It's one of my favorite, one of those that will last forever in my mind.


----------



## Eric. (Oct 9, 2005)

This is my impromptue portrait of my friend I took while in an abandoned building.


----------



## Luminosity (Oct 10, 2005)

My better half....I took this shot about 2 mths after moving here to Toronto..


----------



## anua (Apr 9, 2006)




----------



## MommyOf4Boys (Apr 9, 2006)

I cannot get past the thought of a Country and Western Gynocologist.


----------



## Meysha (Apr 9, 2006)

Anua that is divine!


----------



## Hertz van Rental (Mar 14, 2007)

Time to resurect a thread that is a firm favourite - well, it is with me :mrgreen: 
A couple more that I did for money way back when.


----------



## Antarctican (Mar 14, 2007)

Yayyyyy! New sofa pics from Hertz!! It is _so _interesting to see these little slices of the subjects' personal lives...their sofas, pets, surroundings, choice of clothing/footwear for the shoot, posture, level of clutter etc.  The photos are so incredibly personal. It's wonderful.

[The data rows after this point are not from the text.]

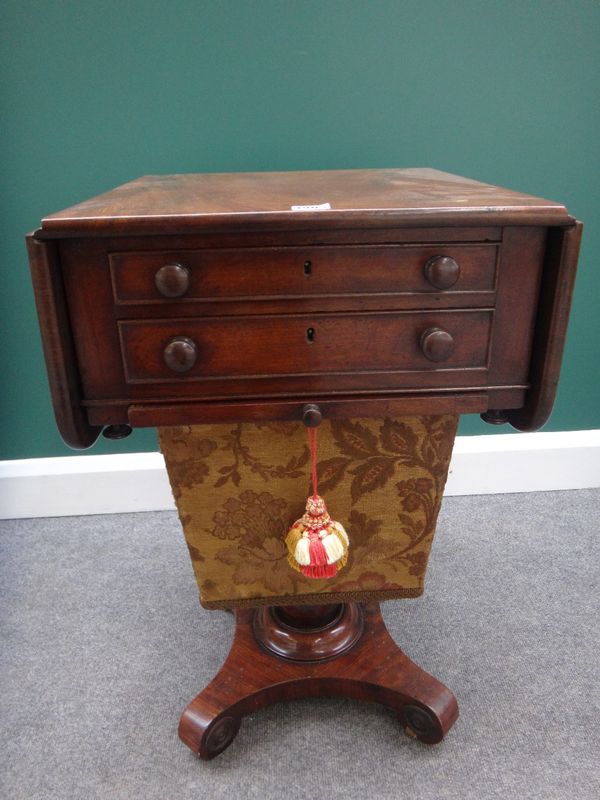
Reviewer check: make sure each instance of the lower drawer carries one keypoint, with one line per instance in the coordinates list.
(188, 350)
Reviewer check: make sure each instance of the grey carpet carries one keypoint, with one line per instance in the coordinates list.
(103, 644)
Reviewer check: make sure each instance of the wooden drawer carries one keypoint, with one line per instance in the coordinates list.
(307, 345)
(266, 272)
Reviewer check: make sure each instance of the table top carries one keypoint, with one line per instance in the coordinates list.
(330, 199)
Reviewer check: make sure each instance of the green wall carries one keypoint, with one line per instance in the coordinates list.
(98, 93)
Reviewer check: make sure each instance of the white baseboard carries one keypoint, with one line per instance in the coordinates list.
(493, 464)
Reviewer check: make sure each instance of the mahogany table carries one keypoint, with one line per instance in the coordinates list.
(188, 299)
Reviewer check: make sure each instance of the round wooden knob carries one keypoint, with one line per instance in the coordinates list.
(441, 271)
(436, 344)
(172, 280)
(181, 354)
(311, 415)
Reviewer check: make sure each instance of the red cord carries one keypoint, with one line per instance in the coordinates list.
(312, 440)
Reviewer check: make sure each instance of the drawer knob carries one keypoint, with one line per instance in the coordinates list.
(441, 271)
(311, 415)
(172, 280)
(181, 354)
(437, 344)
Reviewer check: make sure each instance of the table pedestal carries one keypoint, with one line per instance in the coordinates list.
(291, 652)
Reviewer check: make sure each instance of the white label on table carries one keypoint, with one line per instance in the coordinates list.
(315, 207)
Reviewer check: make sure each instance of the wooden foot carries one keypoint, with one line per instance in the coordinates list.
(314, 651)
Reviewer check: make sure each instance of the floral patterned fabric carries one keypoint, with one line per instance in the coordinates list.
(238, 488)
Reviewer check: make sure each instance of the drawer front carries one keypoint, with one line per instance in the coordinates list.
(266, 272)
(190, 350)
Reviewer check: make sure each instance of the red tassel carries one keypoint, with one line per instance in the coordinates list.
(318, 555)
(320, 571)
(304, 540)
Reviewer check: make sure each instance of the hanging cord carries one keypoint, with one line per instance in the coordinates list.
(312, 441)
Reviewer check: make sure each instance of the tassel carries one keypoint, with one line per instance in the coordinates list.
(317, 545)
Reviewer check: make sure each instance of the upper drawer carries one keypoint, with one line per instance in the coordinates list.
(267, 272)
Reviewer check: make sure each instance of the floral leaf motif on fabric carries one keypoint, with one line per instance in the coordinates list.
(353, 439)
(331, 471)
(244, 460)
(398, 437)
(239, 487)
(195, 554)
(265, 563)
(418, 562)
(251, 513)
(370, 475)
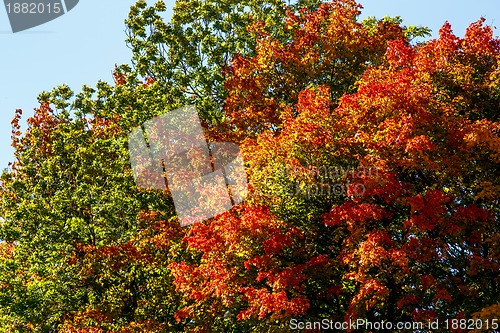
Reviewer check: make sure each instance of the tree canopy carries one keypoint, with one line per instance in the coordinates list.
(373, 175)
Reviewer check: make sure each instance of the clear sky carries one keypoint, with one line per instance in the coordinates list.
(83, 46)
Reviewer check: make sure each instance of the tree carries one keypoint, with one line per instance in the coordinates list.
(372, 165)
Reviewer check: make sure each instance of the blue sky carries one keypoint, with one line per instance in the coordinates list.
(83, 46)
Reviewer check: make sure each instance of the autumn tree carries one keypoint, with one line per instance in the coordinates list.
(372, 164)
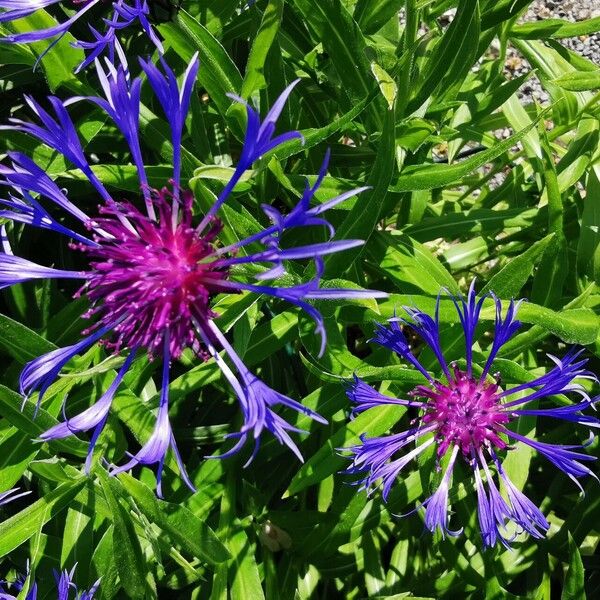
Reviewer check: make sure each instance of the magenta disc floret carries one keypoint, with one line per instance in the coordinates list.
(466, 411)
(152, 276)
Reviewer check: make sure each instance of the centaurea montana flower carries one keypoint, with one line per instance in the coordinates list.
(64, 586)
(125, 13)
(469, 416)
(152, 275)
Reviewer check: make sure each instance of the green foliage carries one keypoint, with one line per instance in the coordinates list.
(416, 109)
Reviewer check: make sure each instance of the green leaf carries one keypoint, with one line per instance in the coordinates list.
(134, 574)
(33, 424)
(254, 78)
(344, 43)
(361, 219)
(507, 283)
(579, 81)
(326, 461)
(20, 527)
(427, 177)
(554, 28)
(218, 73)
(179, 523)
(574, 586)
(409, 264)
(20, 342)
(60, 61)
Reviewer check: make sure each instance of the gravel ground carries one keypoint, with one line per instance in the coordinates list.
(587, 46)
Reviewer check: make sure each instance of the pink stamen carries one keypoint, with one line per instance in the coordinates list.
(467, 413)
(154, 277)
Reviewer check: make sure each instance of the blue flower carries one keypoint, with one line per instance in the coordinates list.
(125, 13)
(64, 586)
(469, 416)
(152, 273)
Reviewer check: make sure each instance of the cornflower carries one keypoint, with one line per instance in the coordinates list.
(64, 586)
(153, 273)
(467, 415)
(125, 13)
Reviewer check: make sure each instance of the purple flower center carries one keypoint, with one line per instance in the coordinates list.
(150, 277)
(466, 412)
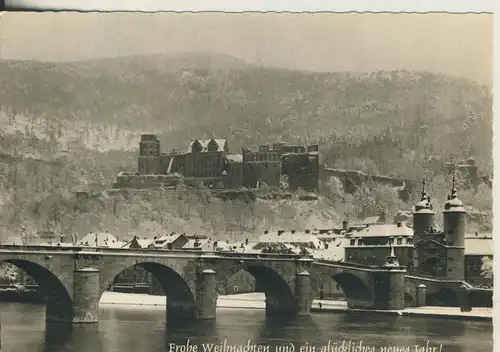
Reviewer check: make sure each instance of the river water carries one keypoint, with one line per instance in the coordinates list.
(143, 329)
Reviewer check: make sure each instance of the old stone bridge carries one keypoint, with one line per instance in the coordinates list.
(73, 279)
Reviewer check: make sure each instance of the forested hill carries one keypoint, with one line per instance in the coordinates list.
(74, 126)
(381, 122)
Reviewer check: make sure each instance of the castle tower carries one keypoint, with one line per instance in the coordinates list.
(149, 155)
(423, 216)
(454, 216)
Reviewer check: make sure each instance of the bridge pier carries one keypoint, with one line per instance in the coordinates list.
(303, 293)
(390, 289)
(86, 295)
(206, 295)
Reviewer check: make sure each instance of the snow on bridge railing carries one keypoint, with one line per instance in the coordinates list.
(348, 264)
(152, 251)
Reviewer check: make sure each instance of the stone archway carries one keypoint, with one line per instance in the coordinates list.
(279, 297)
(58, 295)
(181, 302)
(356, 292)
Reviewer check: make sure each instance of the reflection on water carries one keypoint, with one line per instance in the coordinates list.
(132, 329)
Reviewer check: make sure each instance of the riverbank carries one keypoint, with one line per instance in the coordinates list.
(257, 301)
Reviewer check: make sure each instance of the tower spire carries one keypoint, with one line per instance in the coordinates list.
(453, 193)
(423, 193)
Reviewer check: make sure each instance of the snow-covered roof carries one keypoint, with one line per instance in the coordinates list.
(100, 239)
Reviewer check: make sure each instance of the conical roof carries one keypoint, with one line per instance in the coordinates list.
(453, 204)
(424, 205)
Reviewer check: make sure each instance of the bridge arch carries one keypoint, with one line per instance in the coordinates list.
(272, 281)
(56, 289)
(356, 291)
(356, 284)
(180, 291)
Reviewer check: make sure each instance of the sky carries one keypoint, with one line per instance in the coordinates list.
(459, 45)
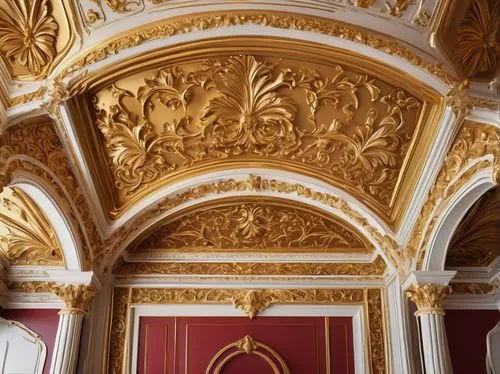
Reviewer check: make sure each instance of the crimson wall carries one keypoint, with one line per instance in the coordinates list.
(188, 344)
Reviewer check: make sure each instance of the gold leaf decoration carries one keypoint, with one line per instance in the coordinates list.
(28, 33)
(375, 268)
(478, 38)
(477, 237)
(26, 235)
(346, 126)
(249, 226)
(253, 302)
(124, 297)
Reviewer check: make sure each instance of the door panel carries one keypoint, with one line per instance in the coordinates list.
(187, 345)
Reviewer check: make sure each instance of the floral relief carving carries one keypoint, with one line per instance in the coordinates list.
(26, 236)
(250, 226)
(28, 33)
(245, 107)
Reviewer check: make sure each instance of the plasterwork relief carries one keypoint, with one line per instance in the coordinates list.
(254, 183)
(34, 36)
(23, 148)
(250, 301)
(474, 141)
(477, 237)
(26, 236)
(371, 269)
(245, 224)
(348, 127)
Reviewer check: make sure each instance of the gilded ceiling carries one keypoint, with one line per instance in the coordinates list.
(476, 241)
(355, 129)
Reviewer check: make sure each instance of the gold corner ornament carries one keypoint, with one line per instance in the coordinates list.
(28, 34)
(247, 345)
(478, 41)
(26, 236)
(215, 20)
(77, 298)
(428, 297)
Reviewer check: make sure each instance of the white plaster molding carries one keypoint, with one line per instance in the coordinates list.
(64, 234)
(433, 277)
(451, 216)
(432, 166)
(354, 311)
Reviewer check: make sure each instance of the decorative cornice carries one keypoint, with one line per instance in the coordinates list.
(77, 298)
(376, 268)
(255, 183)
(208, 21)
(428, 298)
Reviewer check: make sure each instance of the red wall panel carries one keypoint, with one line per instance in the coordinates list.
(42, 321)
(186, 345)
(466, 331)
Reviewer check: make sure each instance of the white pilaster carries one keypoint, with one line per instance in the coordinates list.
(77, 299)
(65, 357)
(427, 291)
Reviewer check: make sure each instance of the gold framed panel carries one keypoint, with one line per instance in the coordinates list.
(124, 298)
(266, 47)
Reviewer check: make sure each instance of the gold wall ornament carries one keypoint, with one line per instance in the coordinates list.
(348, 127)
(247, 345)
(478, 38)
(474, 288)
(474, 141)
(428, 297)
(253, 302)
(124, 298)
(26, 236)
(376, 268)
(76, 297)
(246, 224)
(28, 33)
(476, 239)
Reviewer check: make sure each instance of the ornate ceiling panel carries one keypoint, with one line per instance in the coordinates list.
(34, 36)
(470, 36)
(254, 225)
(476, 241)
(347, 123)
(26, 236)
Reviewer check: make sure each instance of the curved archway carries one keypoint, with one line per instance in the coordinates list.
(451, 216)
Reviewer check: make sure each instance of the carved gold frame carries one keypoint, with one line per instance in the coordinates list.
(425, 130)
(125, 298)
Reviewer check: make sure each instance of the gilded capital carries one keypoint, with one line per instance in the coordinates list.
(76, 297)
(428, 297)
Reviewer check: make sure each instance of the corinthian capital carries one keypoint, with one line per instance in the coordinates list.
(428, 297)
(76, 297)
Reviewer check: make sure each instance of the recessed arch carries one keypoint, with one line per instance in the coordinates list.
(451, 216)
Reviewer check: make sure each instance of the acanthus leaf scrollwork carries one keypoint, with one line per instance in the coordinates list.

(Two of the guys look vaguely familiar ... are they anyone I should recognize?)


----------



## Hertz van Rental (Mar 14, 2007)

The top two are (or were) actors.
Next came a musician (did BBC TV's _Rock School_)
Then two photographers.

And now for a more recent one.
You should recognise this, Anti.
And the first other person to name the sof-ee wins a prize. Naturally you're disqualified, Jocose.........       Bugger!


----------



## Antarctican (Mar 14, 2007)

Love that shot for his casual attitude, his facial expression, the colours and shadows.


----------



## LaFoto (Mar 14, 2007)

Too easy for who knows this person a) in person (as I do, too!) and b) recognises you having put down his name in your post, Hertzilein. Too easy. So I disqualify myself from this guessing game, too. 

Others: guess!


----------



## Hertz van Rental (Mar 14, 2007)

I think you must win the prize LF. Have to think of something good to give you


----------



## jocose (Mar 17, 2007)

so who is he?  He's one hot dude, that's for sure!


----------



## LaFoto (Mar 17, 2007)

Well, he's "Uncle Jo", isn't he?   
Doesn't look _quite_ as good in his avatar, though, so it must have been Hertzilein's photographic skill to bring him out this "hot", don't you think so!?!?!?


----------



## Hertz van Rental (Mar 17, 2007)

I do remember giving him a shave. Took over an hour.


----------



## Chiller (Mar 17, 2007)

jocose said:


> so who is he? He's one hot dude, that's for sure!


----------



## battlestation (Mar 17, 2007)

This is what i look like pretty much every day after work


----------



## tempra (Apr 1, 2007)

Inspired by Hertz, did a few portraits for some friends today - and got them (and their dog) on the sofa.


----------



## Antarctican (Apr 1, 2007)

^^^ wow, good one Tempra!


----------



## Hertz van Rental (Apr 2, 2007)

Sofa shots are always winners. Good one!


----------



## SteadyCruise (Apr 24, 2007)

Good shots.


----------



## Sw1tchFX (May 18, 2007)

I don't have a sofa anymore, My roommate took it. nonetheless, this is the only picture I have with a sofa in it. It's a semi-old picture from when I was first experimenting with HDR's:


----------



## seesaw (Jun 6, 2007)

Hmm... I'm going to have to try getting a whole couch shot.  I like those a lot!  Here's one I got on the couch though:


----------



## Chris of Arabia (Jun 11, 2007)

It was suggested to me that I post this here as well as in the artsy-fartsy self portrait thread - so apologies to anyone who feels I've broken forum ettiquete in advance...


----------



## Stretch Armstrong (Jun 11, 2007)

This is a really great thread. Thanks for keeping it going Hertz. Thanks, too, to all who have posted on this one. 

:thumbup:


----------



## Hair Bear (Jun 16, 2007)

Taken to put on a thank you card

It read 'thanks, we are all so happy to be invited....'

even the dog turned away!


----------



## danalec99 (Jun 16, 2007)

Classic!


----------



## Chris of Arabia (Jun 19, 2007)

Agreed. Must keep taking those happy pills Hair Bear, wouldn't want to see what happens if you should ever get down about anything


----------